If you’d like the idea of portable audio, but don’t own a Mojo or don’t want to go through the complications of running a Poly, then a digital audio player may be what you need. Try the iBasso DX220. It’s the company’s latest model and it rocks. It gives you a huge range of file support, and while the sound quality isn’t quite as assured as the Mojo-Polly, the usability and functionality of the DX220 more than makes up for it. This is a single box solution that we think you’ll be very happy with.

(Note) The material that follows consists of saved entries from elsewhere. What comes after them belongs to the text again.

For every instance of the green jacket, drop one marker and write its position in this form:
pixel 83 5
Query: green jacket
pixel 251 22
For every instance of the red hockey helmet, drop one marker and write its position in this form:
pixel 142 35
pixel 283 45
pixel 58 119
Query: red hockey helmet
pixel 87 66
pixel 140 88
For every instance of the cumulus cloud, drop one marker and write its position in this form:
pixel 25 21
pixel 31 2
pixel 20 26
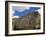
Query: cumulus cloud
pixel 20 8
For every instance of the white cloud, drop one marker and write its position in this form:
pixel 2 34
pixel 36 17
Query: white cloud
pixel 20 9
pixel 39 10
pixel 15 17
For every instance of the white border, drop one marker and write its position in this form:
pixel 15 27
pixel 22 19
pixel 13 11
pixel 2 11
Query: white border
pixel 24 31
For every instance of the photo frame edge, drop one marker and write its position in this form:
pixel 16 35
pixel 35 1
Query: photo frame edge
pixel 6 18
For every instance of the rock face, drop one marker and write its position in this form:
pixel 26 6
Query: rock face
pixel 30 21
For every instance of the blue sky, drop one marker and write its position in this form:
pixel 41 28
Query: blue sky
pixel 22 11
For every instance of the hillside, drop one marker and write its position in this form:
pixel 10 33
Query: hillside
pixel 29 21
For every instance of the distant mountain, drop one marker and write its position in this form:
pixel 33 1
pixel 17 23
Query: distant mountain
pixel 26 11
pixel 29 21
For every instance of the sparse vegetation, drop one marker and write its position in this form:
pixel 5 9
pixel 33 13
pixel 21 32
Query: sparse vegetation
pixel 29 21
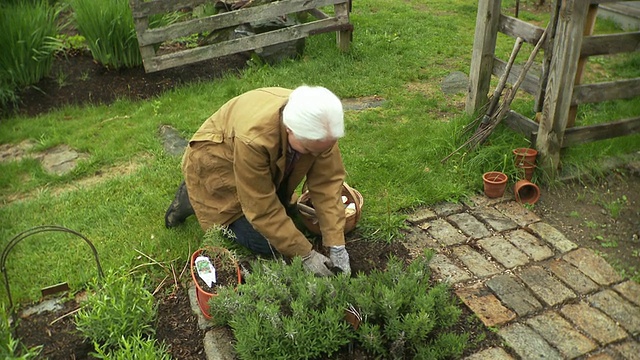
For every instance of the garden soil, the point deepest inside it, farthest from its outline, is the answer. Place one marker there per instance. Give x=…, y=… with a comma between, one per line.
x=602, y=215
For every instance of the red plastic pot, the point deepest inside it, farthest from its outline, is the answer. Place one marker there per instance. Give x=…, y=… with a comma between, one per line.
x=526, y=192
x=202, y=295
x=495, y=183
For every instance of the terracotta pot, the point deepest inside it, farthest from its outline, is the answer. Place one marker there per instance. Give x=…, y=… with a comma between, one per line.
x=526, y=192
x=525, y=156
x=202, y=295
x=495, y=183
x=526, y=172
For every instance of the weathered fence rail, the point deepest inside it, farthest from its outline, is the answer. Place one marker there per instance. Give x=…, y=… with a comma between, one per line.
x=149, y=38
x=556, y=83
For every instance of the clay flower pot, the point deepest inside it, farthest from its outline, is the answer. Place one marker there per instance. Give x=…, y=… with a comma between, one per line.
x=526, y=172
x=525, y=156
x=495, y=183
x=526, y=192
x=220, y=258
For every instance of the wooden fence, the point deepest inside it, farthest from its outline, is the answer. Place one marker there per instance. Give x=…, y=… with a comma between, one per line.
x=150, y=38
x=556, y=87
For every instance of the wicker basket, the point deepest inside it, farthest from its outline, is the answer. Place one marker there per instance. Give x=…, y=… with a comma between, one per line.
x=352, y=213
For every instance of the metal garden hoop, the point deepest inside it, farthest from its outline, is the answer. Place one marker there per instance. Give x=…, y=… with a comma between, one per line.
x=36, y=230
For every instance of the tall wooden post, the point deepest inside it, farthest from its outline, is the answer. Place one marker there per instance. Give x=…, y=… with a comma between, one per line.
x=483, y=49
x=562, y=73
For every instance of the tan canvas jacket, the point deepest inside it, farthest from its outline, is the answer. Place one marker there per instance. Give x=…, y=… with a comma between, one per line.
x=235, y=163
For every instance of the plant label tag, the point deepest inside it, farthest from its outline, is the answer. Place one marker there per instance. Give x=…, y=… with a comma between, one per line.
x=205, y=269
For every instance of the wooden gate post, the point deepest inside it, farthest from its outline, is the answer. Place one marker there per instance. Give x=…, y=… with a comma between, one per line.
x=562, y=73
x=484, y=47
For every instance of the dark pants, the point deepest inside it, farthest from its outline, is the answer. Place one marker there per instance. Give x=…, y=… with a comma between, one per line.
x=248, y=237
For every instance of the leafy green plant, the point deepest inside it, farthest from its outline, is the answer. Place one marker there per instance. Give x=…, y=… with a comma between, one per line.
x=10, y=347
x=27, y=37
x=118, y=306
x=137, y=347
x=285, y=312
x=107, y=26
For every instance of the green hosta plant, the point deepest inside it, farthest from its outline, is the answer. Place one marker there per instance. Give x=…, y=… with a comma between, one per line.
x=119, y=306
x=28, y=43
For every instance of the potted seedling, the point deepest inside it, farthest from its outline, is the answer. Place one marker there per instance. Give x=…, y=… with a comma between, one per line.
x=213, y=267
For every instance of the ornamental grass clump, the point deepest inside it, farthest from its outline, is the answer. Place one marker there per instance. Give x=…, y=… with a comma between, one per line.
x=108, y=28
x=28, y=41
x=118, y=307
x=285, y=312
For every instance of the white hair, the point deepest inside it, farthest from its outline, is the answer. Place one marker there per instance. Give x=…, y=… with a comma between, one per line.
x=314, y=113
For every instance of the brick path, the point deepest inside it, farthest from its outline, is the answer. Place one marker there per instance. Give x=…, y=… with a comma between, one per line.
x=546, y=297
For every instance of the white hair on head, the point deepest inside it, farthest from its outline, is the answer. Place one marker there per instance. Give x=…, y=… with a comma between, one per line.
x=314, y=113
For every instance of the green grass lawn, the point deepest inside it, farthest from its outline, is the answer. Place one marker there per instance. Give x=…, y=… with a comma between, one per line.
x=401, y=51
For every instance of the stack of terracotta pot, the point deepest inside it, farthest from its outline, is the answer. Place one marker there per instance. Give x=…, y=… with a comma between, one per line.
x=524, y=190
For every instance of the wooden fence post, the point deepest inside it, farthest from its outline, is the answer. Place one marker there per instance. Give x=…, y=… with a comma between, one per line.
x=562, y=73
x=484, y=47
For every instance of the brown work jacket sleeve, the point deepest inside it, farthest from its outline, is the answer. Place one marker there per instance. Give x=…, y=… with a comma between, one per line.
x=260, y=204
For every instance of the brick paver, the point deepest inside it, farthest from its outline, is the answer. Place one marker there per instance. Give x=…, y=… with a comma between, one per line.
x=502, y=250
x=550, y=290
x=514, y=295
x=561, y=334
x=593, y=266
x=594, y=323
x=527, y=343
x=620, y=310
x=475, y=262
x=571, y=276
x=548, y=298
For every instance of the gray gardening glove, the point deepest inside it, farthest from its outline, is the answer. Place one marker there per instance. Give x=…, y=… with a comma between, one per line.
x=340, y=258
x=317, y=263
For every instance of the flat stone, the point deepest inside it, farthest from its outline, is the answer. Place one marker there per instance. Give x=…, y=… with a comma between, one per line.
x=620, y=310
x=503, y=251
x=550, y=290
x=490, y=354
x=475, y=262
x=630, y=290
x=593, y=266
x=173, y=142
x=597, y=325
x=447, y=208
x=552, y=236
x=629, y=350
x=497, y=220
x=527, y=343
x=561, y=334
x=529, y=245
x=518, y=213
x=218, y=345
x=571, y=276
x=445, y=233
x=513, y=294
x=485, y=305
x=448, y=271
x=421, y=216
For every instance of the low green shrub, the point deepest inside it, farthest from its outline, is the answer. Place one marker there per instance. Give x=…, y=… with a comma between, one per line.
x=119, y=306
x=137, y=347
x=284, y=312
x=107, y=26
x=10, y=347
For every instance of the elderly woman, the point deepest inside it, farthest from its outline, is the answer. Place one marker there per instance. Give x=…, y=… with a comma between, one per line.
x=242, y=166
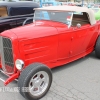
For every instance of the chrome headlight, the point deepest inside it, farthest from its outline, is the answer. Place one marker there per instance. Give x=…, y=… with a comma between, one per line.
x=19, y=64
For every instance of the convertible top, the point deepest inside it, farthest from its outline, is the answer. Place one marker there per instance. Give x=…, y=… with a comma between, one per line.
x=19, y=4
x=72, y=9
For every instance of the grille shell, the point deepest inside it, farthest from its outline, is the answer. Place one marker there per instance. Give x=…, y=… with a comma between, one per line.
x=6, y=53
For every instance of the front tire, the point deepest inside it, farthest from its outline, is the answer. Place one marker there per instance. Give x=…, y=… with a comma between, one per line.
x=35, y=81
x=97, y=48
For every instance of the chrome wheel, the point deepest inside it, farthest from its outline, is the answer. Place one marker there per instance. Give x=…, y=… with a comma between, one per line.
x=38, y=83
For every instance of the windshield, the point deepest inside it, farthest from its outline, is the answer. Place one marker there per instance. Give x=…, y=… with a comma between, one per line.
x=58, y=16
x=95, y=10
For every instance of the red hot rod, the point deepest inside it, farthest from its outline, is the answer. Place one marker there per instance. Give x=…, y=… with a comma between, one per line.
x=58, y=35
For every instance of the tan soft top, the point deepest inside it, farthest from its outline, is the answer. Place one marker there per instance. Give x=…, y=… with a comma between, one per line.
x=71, y=9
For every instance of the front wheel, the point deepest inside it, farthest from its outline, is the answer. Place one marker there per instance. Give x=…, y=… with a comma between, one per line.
x=35, y=81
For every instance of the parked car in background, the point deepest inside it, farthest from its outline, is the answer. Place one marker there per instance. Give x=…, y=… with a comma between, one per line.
x=27, y=53
x=13, y=14
x=97, y=13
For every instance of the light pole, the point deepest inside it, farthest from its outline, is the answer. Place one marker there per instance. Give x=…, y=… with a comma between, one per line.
x=40, y=3
x=82, y=3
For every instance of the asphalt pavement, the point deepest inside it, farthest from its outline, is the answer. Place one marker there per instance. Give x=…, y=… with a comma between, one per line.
x=79, y=80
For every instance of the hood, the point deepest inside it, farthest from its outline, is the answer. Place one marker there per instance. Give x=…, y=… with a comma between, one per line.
x=37, y=29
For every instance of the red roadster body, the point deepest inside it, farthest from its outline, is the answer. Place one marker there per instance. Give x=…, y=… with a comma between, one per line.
x=52, y=41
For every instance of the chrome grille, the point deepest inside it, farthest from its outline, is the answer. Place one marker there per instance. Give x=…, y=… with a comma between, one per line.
x=6, y=55
x=7, y=48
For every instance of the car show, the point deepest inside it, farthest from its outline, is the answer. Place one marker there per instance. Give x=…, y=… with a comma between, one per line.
x=50, y=50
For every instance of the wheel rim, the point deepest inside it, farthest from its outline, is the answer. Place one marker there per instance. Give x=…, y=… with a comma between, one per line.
x=38, y=83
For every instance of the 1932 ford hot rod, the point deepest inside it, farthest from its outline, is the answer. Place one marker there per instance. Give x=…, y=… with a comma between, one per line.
x=13, y=14
x=29, y=52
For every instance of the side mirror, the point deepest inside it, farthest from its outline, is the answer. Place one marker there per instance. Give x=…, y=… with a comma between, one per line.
x=78, y=25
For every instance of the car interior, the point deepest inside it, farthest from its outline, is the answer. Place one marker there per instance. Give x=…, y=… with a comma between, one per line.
x=80, y=19
x=3, y=12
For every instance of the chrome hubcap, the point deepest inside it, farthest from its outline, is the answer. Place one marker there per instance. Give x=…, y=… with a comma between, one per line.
x=38, y=83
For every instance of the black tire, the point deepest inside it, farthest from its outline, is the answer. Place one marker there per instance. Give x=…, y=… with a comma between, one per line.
x=28, y=74
x=97, y=48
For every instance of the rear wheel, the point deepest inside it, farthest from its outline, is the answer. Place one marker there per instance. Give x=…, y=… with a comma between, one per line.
x=97, y=47
x=35, y=81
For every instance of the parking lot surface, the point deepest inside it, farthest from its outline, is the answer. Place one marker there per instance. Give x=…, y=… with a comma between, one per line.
x=79, y=80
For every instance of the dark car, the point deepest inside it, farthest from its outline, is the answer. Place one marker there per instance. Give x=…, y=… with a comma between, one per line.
x=13, y=14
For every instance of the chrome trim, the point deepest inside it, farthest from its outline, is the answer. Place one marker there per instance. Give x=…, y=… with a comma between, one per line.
x=2, y=54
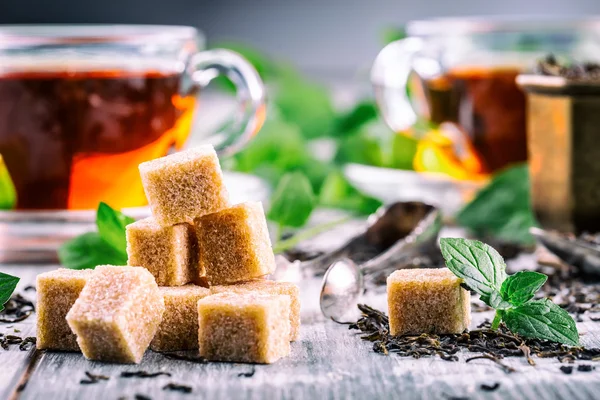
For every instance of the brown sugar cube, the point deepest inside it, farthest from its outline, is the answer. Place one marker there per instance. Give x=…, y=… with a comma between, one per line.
x=117, y=314
x=427, y=301
x=169, y=253
x=244, y=327
x=264, y=286
x=179, y=327
x=56, y=293
x=234, y=244
x=184, y=185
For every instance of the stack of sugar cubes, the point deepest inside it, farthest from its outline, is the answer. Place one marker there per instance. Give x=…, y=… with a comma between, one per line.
x=195, y=280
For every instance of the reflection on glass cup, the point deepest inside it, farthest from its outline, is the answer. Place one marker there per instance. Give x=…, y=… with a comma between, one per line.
x=463, y=71
x=563, y=119
x=82, y=106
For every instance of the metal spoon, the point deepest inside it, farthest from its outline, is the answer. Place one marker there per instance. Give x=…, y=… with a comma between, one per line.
x=407, y=230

If you’d rather leave off all this expensive gizmo nonsense, and just use your phone, then we’d suggest you at least use a phone known for its audio quality. The LG V30 has become a legend in audio circles, thanks to its incredible DAC chips. The sound quality that comes out of this smartphone is outstanding – again, not quite as good as a Mojo-Polly, but still superb. Sadly, it’s not a trend we see being replicated by other phone manufacturers any time soon…
The bigger brother of the Mojo, the Hugo 2, may also be worth looking at. Admittedly, it doesn’t have a Wi-Fi connection – no Roon here – and there’s no Poly equivalent to make it so, but it’s one of the best DACs ever made. The Hugo 2 also comes with Bluetooth functionality, meaning you can get wireless audio. The sound is mind-blowingly good, although you’d expect it for the price, which is equally mind-blowing. It’s more than double the Mojo-Polly combo, at $2,695.